NC for this as I suspect I'm being really pathetic. I'm in my early 40s and I've had very few relationships, mainly because childhood wasn't amazing and I have separation anxieties and low self esteem wrt men, relationships etc. I tend to lose my boundaries in the relationship, get needy and panicky.
Thus I've dated a father figure, had two men cheat on me, and another two were emotionally abusive (luckily only saw them for a few months before it fell apart). That's about it.
So after two years of counselling I'm much more sorted out, and have a new boyfriend who seems lovely. We've been seeing each other for 3 months, and just in the last few weeks have been calling it an official 'relationship'.

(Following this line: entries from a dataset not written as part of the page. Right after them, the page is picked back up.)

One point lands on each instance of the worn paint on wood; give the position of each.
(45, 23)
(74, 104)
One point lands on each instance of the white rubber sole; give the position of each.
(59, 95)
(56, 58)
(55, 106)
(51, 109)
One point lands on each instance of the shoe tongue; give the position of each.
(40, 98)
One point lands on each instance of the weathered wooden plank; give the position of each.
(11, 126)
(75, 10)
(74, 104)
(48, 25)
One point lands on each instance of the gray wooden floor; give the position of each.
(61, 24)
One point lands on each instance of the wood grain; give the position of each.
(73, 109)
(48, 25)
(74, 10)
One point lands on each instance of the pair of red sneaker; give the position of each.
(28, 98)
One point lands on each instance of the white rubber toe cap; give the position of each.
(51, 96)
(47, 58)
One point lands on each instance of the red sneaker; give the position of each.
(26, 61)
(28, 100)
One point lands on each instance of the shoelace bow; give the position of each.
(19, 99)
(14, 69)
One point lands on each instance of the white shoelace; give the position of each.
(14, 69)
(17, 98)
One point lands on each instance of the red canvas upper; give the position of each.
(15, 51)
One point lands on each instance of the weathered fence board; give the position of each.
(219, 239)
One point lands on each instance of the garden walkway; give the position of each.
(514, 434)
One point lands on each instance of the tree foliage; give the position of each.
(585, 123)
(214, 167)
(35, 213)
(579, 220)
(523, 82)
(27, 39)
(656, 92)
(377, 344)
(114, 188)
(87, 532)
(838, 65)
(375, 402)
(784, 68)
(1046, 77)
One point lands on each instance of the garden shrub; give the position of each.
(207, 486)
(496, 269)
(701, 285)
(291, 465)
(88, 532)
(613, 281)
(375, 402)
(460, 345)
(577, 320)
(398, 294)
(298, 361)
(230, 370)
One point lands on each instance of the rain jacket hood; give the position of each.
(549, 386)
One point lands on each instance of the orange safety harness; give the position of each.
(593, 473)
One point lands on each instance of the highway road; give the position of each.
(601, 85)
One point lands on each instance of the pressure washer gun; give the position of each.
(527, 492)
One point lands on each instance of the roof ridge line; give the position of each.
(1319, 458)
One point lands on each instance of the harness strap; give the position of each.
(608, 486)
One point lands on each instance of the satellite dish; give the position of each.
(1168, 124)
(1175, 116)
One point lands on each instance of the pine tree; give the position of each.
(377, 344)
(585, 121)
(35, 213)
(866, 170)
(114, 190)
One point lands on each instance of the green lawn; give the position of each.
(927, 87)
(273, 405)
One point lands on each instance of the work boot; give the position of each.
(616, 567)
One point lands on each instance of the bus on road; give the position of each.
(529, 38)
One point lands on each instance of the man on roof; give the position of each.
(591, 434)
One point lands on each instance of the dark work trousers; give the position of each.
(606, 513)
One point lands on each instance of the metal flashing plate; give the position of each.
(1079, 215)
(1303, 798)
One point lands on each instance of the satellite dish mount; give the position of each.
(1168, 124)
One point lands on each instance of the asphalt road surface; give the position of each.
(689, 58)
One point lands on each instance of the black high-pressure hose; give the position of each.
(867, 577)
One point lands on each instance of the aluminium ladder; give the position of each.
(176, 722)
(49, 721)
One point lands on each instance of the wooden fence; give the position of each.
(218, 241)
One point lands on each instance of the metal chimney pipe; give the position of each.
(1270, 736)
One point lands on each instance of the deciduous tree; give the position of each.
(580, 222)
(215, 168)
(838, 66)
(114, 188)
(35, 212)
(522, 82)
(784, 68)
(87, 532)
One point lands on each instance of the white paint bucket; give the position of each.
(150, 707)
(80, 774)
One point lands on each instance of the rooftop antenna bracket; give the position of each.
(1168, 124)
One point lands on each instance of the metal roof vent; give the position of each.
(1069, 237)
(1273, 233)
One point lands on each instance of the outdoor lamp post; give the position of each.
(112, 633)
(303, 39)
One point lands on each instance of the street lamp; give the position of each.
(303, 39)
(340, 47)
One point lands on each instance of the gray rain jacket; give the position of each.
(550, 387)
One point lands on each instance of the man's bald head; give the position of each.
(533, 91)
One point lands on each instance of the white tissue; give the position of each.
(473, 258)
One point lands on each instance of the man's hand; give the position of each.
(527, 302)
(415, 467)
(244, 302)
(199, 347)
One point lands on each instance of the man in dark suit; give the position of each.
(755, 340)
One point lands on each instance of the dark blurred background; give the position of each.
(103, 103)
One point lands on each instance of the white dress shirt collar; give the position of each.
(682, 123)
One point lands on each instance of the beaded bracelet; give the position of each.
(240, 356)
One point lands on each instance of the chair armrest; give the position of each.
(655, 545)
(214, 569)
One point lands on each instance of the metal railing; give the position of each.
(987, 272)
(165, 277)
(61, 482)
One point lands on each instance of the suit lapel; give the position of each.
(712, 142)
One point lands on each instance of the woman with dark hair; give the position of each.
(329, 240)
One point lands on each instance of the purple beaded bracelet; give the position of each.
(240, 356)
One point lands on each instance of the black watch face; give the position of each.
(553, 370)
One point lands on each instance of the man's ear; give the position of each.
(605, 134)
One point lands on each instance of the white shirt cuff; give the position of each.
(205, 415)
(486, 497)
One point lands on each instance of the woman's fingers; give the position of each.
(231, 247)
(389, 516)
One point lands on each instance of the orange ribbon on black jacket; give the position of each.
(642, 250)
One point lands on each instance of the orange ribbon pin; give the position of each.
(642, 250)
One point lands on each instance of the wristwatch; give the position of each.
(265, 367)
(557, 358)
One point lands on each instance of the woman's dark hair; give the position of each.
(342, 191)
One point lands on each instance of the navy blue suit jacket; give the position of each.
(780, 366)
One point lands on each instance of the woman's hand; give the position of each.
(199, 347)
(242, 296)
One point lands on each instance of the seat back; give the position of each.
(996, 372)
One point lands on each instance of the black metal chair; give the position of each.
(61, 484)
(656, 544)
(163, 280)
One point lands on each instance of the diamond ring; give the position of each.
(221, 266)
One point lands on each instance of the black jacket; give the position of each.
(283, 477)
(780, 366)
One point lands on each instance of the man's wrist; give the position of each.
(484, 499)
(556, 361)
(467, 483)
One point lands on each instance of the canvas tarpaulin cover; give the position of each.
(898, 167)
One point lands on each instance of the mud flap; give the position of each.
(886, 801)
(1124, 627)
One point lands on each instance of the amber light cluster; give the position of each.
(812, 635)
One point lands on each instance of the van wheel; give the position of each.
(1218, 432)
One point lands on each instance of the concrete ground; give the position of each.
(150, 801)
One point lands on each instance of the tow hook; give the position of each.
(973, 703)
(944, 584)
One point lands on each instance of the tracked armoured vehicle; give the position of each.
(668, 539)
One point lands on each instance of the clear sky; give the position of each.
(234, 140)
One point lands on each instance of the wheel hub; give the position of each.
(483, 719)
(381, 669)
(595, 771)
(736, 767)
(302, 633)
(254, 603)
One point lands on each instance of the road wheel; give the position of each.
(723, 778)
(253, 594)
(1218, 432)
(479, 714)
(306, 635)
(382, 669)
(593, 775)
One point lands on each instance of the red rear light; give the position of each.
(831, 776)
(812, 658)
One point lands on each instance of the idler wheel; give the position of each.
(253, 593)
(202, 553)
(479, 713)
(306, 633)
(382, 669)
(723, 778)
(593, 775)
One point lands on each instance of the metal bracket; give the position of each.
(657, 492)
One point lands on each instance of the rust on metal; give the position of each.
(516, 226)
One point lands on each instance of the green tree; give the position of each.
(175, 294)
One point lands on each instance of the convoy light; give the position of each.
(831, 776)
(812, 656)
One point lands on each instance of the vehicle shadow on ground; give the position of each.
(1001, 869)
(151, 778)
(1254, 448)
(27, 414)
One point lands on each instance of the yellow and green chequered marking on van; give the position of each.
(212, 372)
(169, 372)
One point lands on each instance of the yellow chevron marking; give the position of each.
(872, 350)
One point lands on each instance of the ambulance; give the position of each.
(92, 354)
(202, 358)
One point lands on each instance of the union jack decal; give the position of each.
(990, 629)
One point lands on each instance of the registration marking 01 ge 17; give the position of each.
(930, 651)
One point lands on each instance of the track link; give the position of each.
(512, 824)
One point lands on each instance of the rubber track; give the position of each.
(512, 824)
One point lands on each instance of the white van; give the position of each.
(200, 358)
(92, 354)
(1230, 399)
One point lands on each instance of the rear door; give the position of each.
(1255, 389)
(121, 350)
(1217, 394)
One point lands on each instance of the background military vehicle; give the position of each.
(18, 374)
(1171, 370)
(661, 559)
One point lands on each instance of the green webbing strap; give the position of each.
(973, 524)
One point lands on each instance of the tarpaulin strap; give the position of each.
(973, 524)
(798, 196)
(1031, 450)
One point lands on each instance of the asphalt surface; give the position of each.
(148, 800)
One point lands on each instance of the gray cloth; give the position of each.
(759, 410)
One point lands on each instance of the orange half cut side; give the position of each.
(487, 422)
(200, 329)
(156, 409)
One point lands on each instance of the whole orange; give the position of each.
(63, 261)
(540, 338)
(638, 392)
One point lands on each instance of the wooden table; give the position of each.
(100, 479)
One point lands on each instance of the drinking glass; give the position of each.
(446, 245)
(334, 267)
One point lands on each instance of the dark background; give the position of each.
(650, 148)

Problem is, I don't know what a normal relationship is. I'm having a little panic because I think he's losing interest. There isn't a day that has gone by without him texting or emailing me, but the volume is dropping off, and he seems less excited to contact me or see me. He is out with friends both last night and tonight, without me, and I don't know when I'm going to see him again. I admit this dropping off phenomenon is only from Wednesday this week (we spent all Easter weekend together).
Come along and give me a slap if I'm being silly, or let me know if I should worry please. I know I should probably talk to him but I'm too nervous in case he's losing interest already (really don't know what I've done wrong, we had a great weekend last weekend) and that just ends up making it worse.